After an initial honeymoon period it became clear that all was not well. Allen and Goetz were disappointed that they could not hire business-getting associates, who might have changed the cerebral culture of a department that for the most part was happy to receive internal instructions from the corporate group. Apart from tax-led finance work, Freshfields had - and still has - virtually no visibility among banks.
Goetz is understood to have got on well with Sundeep Kapila, one of the corporate partners on the Deutsche Bank account, but the Goldman Sachs lead partner is Ed Braham, who is now head of corporate and who has a correspondingly strong voice within the firm.
Given that Allen and Goetz were gunning for Goldman Sachs work, a close relationship with Braham was crucial. There is no evidence that such a relationship ever developed. “Freshfields was a bad choice for Maurice because I don’t think he could handle being just another partner,” says one of his former colleagues. “He’s not high up the food chain and the firm wasn’t following his lead. Hard for him to handle.”
The cultural mismatch was clear this year. Allen and Goetz tried to use business development tactics that had worked for them elsewhere - notably corporate entertaining. Such tactics are entirely normal in the banking market, but some corporate partners balked at the prospect of a box at Lord’s.
But transforming the banking team into one that won its own business rather than serving the network - something that Linklaters had achieved - was an impossible dream, mainly because it went against the dominant corporate culture at Freshfields.
The official line from Freshfields is that the recession has led to a change of strategy. “You have to look at it in the context of what’s happened in the past few months,” says finance head Alan Newton. “March 2008 was a very different world.”
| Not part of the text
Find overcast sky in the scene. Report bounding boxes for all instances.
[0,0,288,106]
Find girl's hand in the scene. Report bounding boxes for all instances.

However, when the pair were hired in spring 2008, six months before Lehman Brothers collapsed, the credit crunch had already hardened and Freshfields was acknowledging that it was in for the long haul. But now the management simply does not want to grow its practice. For Freshfields, banking will always equal commoditisation.
“We don’t feel [the banking group] has to be the size of our competitors’,” says Newton. “It’s unfortunate that they’re going, but we have a fantastic platform. That’s not going to change.”